Using a coluzzle doesn't have to be a scary thing. It can take a little practice with some of the more intricate templates, but the effect is well worth it. I'm just doing a simple lesson here, covering the basics. You will need the coluzzle blade, a template (I'm using the circle template) and a cutting mat. Don't try to use any other mat except the one specifically for Coluzzle. I made the mistake of thinking that any cutting mat would do just fine - BIG MISTAKE! (Ruined blade and ruined project!)
There is a front and back to the blade. The curved edge is the BACK of the blade. The front (leading/cutting) side is the straight, slanted edge. (In the picture, the leading side of the blade is pointing down.) When you place the blade in the template, put the back of it up against one of the connected edges to start. Make sure the blade is perpendicular to the template.
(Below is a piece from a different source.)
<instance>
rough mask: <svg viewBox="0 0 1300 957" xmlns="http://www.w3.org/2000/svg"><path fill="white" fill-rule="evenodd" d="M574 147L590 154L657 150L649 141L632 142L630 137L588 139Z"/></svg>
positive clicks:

You don't hold it like you would a pen or pencil. Slide the blade around the template. If yours has corners, there is a trick to them. Just life the blade ever so slightly as you get to the corner and go slowly. Often it will make the turn without requiring you to pull it all the way out.
Once you have completed your tracing of the template, it only takes a few snips with the scissors to have a finished product.
It's important not to get any nicks in your template. They keep the blade from moving freely around the design. If you do get a nick or slice, try filing it down with an emory board. That has worked on a couple of my templates, but not all of them. The ones where I was the most reckless had little hope of repair.
I'd love to see how you are using your Coluzzle!